As Khrustalev creeps up to the back of the Black Maria to sneak a discreet glance, the lieutenant clenches his teeth, the soldiers sit stone-faced, and the Negroes smile politely.

“He looks young, but she is ugly,” Khrustalev reports to Levinson. “That nose … a coquette , too. Where did you find them?”

“Got them off a plane. They say our chekisty delivered them across the American border to Canada. They say he had a concert near Buffalo, state of New York.”

“Are they arrested?”

“That’s what it says.”

“Wasn’t he a laureate of the Stalin Prize?”

“So was Mikhoels. They think they were rescued, so — quiet…”

“Why are we standing here, talking? Let’s get them in, comrades.
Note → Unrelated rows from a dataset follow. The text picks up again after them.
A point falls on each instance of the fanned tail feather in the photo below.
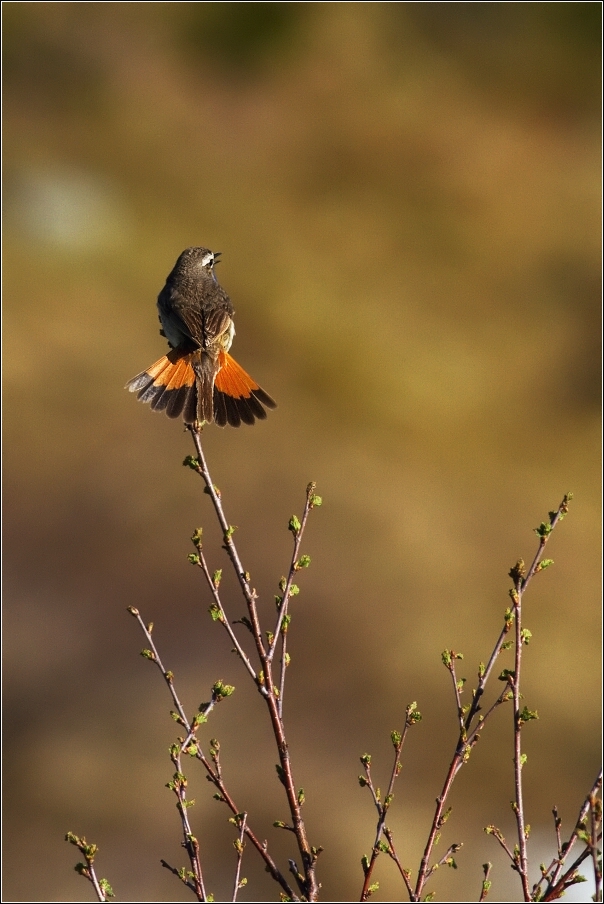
(237, 398)
(188, 384)
(168, 385)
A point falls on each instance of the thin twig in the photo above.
(468, 736)
(521, 581)
(556, 881)
(264, 680)
(405, 874)
(102, 888)
(398, 740)
(486, 882)
(213, 774)
(239, 846)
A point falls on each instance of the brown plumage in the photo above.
(198, 378)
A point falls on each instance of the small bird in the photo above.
(198, 378)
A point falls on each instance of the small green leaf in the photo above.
(545, 563)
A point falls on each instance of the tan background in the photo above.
(406, 196)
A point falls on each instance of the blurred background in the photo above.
(407, 199)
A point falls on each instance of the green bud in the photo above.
(545, 563)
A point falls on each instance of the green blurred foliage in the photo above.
(407, 198)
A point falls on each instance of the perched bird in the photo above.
(198, 378)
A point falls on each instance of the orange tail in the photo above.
(172, 385)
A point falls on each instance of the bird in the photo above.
(198, 378)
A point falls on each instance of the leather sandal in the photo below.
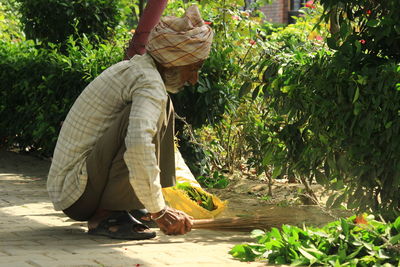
(128, 228)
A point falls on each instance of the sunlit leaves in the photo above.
(339, 243)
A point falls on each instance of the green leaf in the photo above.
(331, 42)
(255, 92)
(271, 71)
(356, 95)
(396, 224)
(395, 239)
(310, 257)
(245, 89)
(373, 23)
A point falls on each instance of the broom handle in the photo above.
(201, 223)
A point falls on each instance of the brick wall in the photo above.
(277, 12)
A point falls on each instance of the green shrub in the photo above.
(39, 86)
(10, 26)
(55, 20)
(335, 111)
(356, 241)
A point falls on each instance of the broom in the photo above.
(240, 224)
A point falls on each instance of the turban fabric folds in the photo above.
(180, 41)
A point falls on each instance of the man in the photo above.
(115, 150)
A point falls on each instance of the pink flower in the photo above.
(310, 4)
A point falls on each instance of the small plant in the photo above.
(202, 199)
(216, 181)
(356, 241)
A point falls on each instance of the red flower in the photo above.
(310, 4)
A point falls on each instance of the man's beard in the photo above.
(173, 82)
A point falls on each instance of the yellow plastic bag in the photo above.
(178, 198)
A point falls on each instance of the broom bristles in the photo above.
(237, 223)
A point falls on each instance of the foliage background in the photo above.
(314, 101)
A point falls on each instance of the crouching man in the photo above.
(115, 150)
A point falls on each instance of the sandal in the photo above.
(143, 216)
(127, 227)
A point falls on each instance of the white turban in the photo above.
(180, 41)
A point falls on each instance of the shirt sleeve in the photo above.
(140, 156)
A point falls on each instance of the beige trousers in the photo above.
(108, 184)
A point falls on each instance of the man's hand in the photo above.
(172, 221)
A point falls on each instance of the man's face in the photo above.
(176, 77)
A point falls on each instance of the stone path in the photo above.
(33, 234)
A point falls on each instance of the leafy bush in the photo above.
(55, 20)
(39, 86)
(10, 28)
(351, 242)
(332, 113)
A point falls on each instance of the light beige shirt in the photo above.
(136, 81)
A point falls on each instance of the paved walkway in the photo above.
(33, 234)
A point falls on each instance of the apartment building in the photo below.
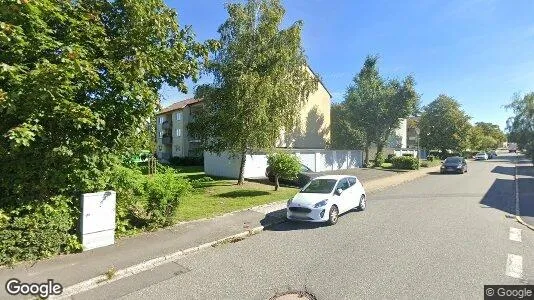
(172, 135)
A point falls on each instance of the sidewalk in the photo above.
(525, 181)
(72, 269)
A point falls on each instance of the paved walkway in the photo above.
(74, 268)
(525, 177)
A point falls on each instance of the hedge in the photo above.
(405, 163)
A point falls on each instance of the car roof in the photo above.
(336, 177)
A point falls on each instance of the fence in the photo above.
(317, 160)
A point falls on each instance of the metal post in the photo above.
(418, 151)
Let Comrade Robeson cheer up Iosif Vissarionovich.”

“He would love that. He’s been singing for us all the way from the airfield.”

* * *

Khrustalev walks through the Big Dining Room, singing what appears to be an English translation of a Soviet song:

Fdom bodda undoo bodda,

From oushan un-doo-dunn-blya,

Rayz aap, rayz aap, blya, ze layborink folk,

Ze go-od R-rash-shan folk!

He believes that he sounds a lot like Robeson, and perhaps he does.

Around the corner, outside the Dining Room, Khrustalev’s rendition concludes with a non-melodic “U-u-gh…” Excruciating pain emanating from the shoulder makes him bend over, albeit not low enough to experience relief.

Levinson has a talent for choking his victims while dislocating their shoulders in a wrestling version of a checkmate. This grip can be executed in a manner that causes death.

Inside the dacha, Kogan’s disgust vanishes. He sees a tasteful Frank Lloyd Wright interior, beautiful walnut paneling, comfortable chairs, a well-proportioned table.

* * *

That night, the children fail to show up, but specters bother the old man.